[Date Prev][Date Next]
TLS Client auth and ACL's, how to map certs to ACL or LDAP-users?
Openldap 2.2.13-2 (RHEL4) as LDAP server, let's say it's ldap.kimmo.local
Many FC3 servers, which should authenticate users against ldap using TLS
client authentication. Servers are serverN.kimmo.local where N is the number
from 1 to 10.
I have enrolled certs for ldap and other servers, TLS client and Server
authentication are working okay.

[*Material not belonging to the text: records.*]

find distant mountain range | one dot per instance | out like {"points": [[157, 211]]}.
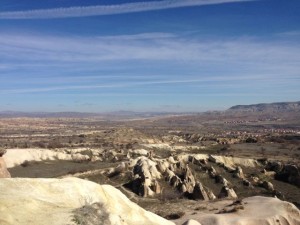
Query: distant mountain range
{"points": [[277, 107], [108, 115]]}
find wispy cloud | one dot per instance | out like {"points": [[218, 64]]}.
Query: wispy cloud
{"points": [[218, 81], [99, 10]]}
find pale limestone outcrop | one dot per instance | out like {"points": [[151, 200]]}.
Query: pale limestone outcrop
{"points": [[54, 201], [15, 157], [255, 210], [3, 169], [227, 192]]}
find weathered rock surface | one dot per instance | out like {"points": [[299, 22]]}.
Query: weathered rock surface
{"points": [[56, 201], [199, 193], [227, 192], [254, 211], [3, 170], [15, 157]]}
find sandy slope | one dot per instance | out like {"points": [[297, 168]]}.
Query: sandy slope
{"points": [[52, 201], [14, 157], [256, 211]]}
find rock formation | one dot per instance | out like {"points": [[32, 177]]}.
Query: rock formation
{"points": [[3, 169], [227, 192], [59, 201]]}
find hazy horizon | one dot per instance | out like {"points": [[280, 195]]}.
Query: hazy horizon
{"points": [[147, 56]]}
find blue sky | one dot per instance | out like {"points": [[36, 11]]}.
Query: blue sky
{"points": [[169, 55]]}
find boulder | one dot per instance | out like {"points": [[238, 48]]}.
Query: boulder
{"points": [[199, 193], [238, 173], [268, 185], [227, 192], [191, 222], [221, 180]]}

Servers have certs with subject C=fi,
I would like to give those client authenticated servers read-write access to
the ldap, so changing passwors or adding users would be possible.
Now, without ACL's, I servers can read LDAP and thus users are able to login.
But changing password is not working, I think because default ACL's accept
only rootdn to write.
1. Do I have to create "users" to the LDAP which are the servers from 1 to 10,
for example uid=server1,ou=servers,o=myorg,c=fi.
2. How to map TLS client authenticated server to the ACL or LDAP user names so
I can give read-write rights to those servers. I guess ACL user names are
always users in LDAP, rootdn is the only non-LDAP account?
I tried with the following ACL:
access to *
by self write
by users write
by anonymous auth
but no luck, cannot read or write with this ACL.
Any ideas or pointers where to find examples or more information.
I don't have any experience from Openldap ACL's.